Mark While, a co-author of the report, highlighted two additional data points that he thought were important. This first was that a quarter of our region’s noncitizen workforce is from El Salvador. This means that Trump administration’s plan to change the status of noncitizen Salvadorans is likely to have a direct effect on our economic growth trajectory.

He also noted that noncitizens comprise 10 percent of our region’s computer and math skilled workers. Not only are they a significant percentage of our high-tech work force, but also they, as a group, achieved comparatively higher levels of educational achievement than did citizens. At a time when the region already has a shortfall of technical talent, the non-citizen workers are even more indispensable.

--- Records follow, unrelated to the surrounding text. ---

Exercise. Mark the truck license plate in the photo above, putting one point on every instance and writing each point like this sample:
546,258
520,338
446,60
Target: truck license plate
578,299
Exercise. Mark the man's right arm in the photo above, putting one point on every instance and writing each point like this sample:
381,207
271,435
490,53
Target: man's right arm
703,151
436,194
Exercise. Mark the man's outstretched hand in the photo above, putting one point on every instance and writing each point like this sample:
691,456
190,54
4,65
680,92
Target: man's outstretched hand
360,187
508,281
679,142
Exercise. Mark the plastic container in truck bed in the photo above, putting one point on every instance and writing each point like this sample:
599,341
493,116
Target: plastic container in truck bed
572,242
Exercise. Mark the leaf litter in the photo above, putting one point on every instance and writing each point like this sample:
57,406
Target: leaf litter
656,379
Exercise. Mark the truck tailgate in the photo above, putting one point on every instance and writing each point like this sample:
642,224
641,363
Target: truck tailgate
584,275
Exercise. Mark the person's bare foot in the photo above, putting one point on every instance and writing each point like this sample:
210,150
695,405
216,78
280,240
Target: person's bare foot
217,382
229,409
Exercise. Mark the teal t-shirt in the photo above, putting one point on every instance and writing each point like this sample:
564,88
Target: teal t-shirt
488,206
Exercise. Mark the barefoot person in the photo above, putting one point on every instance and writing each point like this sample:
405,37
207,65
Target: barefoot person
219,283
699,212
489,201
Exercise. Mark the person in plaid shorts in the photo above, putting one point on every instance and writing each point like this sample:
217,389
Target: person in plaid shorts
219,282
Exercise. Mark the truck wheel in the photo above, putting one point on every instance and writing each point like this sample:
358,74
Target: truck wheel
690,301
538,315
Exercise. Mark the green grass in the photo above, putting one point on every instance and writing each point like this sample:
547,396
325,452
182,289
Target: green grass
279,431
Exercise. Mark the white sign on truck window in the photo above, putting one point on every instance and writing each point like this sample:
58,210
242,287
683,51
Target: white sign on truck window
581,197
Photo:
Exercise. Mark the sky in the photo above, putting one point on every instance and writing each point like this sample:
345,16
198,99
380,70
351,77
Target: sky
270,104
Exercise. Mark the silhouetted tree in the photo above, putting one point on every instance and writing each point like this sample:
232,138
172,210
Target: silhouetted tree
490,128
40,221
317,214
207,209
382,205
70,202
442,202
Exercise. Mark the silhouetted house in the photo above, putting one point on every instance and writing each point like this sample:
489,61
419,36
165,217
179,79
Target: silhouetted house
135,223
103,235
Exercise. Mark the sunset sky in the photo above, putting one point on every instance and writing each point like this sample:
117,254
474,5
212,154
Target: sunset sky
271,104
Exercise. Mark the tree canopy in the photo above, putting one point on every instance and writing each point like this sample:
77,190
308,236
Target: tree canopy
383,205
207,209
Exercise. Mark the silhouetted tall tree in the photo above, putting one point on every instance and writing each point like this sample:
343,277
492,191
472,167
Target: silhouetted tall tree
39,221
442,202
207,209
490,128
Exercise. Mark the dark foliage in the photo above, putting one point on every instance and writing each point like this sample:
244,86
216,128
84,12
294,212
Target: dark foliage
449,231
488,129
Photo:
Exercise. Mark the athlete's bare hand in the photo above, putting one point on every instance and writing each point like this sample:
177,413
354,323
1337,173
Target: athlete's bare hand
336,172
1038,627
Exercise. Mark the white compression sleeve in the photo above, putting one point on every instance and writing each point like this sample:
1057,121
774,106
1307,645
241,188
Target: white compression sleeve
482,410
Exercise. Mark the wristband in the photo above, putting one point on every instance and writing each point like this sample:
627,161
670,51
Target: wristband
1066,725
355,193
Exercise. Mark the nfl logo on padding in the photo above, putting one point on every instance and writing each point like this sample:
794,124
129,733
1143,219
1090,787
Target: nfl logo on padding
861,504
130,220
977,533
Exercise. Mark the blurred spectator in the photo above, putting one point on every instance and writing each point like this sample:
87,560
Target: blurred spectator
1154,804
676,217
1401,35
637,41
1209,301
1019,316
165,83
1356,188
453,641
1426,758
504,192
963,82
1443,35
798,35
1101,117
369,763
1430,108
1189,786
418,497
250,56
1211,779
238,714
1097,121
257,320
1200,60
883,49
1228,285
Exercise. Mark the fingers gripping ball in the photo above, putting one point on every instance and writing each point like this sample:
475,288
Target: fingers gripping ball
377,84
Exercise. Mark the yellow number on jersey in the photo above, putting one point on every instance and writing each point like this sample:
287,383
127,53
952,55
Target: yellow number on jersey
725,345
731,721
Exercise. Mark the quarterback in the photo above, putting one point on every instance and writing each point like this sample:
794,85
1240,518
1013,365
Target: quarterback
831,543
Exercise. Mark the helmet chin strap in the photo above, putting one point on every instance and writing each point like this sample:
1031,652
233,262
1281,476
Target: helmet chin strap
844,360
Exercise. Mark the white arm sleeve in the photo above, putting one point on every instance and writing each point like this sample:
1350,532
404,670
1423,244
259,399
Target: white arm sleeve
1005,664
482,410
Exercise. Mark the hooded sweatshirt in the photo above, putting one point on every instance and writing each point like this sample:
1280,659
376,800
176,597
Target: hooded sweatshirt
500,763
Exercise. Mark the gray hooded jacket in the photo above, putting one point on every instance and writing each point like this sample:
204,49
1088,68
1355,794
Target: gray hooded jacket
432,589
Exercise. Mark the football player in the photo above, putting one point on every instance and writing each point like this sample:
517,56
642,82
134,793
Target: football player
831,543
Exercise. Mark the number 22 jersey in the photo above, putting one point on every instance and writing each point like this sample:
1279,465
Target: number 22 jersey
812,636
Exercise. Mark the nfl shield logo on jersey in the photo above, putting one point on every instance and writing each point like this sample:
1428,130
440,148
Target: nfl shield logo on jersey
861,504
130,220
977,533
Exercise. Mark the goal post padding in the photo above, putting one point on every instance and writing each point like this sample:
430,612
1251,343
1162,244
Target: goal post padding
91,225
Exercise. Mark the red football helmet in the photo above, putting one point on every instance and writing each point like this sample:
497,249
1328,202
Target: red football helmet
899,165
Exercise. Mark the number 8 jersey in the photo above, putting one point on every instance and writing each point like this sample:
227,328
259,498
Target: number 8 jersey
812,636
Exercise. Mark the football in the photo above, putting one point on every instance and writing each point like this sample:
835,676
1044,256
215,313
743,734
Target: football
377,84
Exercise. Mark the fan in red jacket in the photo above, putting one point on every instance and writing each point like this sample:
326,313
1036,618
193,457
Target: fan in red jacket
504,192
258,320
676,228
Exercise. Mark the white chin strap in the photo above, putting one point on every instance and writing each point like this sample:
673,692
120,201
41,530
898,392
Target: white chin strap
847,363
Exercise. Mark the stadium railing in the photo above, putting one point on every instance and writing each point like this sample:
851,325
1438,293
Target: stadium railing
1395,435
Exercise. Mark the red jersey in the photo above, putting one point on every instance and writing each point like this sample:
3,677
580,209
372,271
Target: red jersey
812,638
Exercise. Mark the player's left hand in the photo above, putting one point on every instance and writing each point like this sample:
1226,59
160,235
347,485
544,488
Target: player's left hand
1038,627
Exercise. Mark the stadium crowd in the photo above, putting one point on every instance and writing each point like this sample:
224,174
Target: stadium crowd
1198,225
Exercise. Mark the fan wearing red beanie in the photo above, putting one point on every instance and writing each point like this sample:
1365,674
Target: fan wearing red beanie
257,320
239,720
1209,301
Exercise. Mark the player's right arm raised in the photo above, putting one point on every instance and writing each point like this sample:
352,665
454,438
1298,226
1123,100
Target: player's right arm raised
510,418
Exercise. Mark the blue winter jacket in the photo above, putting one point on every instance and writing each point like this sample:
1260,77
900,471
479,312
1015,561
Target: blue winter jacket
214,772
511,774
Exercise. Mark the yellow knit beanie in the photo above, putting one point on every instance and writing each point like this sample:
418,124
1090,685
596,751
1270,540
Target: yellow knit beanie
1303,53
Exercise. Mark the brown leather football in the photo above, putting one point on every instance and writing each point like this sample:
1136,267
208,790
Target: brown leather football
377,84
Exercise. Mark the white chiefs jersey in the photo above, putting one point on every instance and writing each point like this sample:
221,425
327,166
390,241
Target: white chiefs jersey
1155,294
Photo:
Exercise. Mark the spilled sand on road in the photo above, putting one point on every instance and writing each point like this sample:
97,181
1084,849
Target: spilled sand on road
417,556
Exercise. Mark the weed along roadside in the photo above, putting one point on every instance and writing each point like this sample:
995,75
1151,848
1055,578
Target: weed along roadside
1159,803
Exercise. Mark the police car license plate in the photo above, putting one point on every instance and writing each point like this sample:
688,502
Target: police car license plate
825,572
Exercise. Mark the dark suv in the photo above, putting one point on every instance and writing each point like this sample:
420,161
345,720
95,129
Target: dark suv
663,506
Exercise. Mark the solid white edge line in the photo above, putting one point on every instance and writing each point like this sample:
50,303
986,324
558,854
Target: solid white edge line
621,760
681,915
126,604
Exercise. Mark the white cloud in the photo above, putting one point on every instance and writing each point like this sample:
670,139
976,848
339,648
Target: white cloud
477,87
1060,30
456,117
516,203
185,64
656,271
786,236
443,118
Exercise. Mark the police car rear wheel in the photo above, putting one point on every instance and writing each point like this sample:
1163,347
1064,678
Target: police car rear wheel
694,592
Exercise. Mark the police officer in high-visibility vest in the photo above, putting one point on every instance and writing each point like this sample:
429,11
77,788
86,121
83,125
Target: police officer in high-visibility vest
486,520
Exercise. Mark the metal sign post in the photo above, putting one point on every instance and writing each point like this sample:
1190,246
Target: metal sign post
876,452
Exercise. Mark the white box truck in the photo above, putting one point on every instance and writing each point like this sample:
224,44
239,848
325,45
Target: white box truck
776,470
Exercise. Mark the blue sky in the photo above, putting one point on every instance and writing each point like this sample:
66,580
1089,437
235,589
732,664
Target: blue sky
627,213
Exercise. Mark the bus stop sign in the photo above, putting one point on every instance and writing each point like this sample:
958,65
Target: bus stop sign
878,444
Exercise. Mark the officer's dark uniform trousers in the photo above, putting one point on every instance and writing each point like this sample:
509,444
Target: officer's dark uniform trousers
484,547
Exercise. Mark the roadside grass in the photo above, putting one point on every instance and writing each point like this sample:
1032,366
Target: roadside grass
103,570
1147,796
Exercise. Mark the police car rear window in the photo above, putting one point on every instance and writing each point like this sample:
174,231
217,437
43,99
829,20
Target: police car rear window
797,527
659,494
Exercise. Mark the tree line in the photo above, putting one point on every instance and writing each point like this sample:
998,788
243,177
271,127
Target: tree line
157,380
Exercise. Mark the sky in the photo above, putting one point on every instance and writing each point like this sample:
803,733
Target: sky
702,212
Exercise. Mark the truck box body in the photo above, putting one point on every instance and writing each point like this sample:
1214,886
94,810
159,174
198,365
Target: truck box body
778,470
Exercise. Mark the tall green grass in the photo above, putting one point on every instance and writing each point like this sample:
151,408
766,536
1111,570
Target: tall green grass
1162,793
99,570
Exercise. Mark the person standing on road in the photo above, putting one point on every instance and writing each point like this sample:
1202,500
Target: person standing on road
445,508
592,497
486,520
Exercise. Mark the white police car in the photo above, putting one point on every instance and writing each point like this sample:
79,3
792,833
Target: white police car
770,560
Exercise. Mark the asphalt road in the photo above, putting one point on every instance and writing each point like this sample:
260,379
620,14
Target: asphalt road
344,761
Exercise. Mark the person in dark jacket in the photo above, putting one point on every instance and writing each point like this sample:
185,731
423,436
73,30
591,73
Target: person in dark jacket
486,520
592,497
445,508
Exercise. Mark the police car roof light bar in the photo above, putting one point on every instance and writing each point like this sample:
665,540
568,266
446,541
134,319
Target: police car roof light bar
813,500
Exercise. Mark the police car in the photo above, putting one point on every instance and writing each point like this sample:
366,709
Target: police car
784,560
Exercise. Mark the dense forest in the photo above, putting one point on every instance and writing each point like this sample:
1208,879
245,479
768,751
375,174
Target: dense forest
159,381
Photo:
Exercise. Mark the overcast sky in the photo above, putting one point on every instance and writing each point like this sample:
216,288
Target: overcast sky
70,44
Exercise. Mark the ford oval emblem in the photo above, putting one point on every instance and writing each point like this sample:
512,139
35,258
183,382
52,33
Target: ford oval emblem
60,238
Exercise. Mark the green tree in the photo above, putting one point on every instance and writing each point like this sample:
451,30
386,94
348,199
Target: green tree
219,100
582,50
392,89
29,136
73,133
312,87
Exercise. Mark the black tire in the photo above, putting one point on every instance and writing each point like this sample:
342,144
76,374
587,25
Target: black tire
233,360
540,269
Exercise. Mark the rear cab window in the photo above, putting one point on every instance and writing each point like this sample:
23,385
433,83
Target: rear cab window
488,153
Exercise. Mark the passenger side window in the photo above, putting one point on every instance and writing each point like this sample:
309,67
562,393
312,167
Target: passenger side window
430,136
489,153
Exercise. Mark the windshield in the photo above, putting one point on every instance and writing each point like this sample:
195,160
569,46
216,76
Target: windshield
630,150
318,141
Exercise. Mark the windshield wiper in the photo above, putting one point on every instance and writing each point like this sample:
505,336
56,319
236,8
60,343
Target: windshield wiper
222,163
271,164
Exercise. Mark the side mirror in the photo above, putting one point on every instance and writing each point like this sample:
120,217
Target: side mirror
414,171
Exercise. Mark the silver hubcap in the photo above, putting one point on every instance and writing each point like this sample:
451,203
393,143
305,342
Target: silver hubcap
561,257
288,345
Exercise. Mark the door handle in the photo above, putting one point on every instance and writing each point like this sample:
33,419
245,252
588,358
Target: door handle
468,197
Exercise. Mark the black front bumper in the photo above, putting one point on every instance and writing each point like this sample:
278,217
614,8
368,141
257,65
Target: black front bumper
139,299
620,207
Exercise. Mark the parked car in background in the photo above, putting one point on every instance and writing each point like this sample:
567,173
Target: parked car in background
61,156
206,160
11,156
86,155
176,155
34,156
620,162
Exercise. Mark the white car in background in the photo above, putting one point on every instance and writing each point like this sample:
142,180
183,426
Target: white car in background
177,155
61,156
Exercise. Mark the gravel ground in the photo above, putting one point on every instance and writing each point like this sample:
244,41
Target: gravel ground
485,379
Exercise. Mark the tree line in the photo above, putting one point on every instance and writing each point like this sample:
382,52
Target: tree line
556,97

According to White, “There isn’t much slack in the workforce, so the region can’t afford to lose that 10 percent, let alone 5 percent or 2 percent.“

Knowing how important these industries are to the region’s economy, I asked Clower what would happen if noncitizens left the local work force, either because changes in enforcement of immigration laws forced them out, or never joined it, because a perception that immigrants were not welcome meant they never came here at all. He pointed to the historically low U.S. unemployment rate and the tightness of our job market, suggesting that if jobs currently being performed by noncitizens were not being filled, there would be some wage increases to encourage new employment, but that there just weren’t enough available workers to fill the openings that would be created. This meant that “while some would see higher wages, the total number of jobs would likely drop and the net economic effect could be very negative.” Our region’s economy would shrink while costs of doing business would increase.

Overall, the CRA report demonstrates to me how important it is to have an objective basis for making political and economic decisions. How we treat our noncitizens will have an economic effect on us all. This is not a partisan statement, but a statement of fact.

In discussions about immigration, like those about taxes, tariffs or energy, emotional arguments based on what we are sure is true may make some of us feel good in the moment. But these are all issues that benefit from a close study of shared facts because what we are sure is true often isn’t. We need to put aside emotion and deal in facts when figuring out what’s right for the region.

I want to live in a region that is growing and providing opportunities for all that live here. Adopting policies that cause key workers to leave or dissuade them from coming at all may be great politics. But it’s terrible economics and bad business.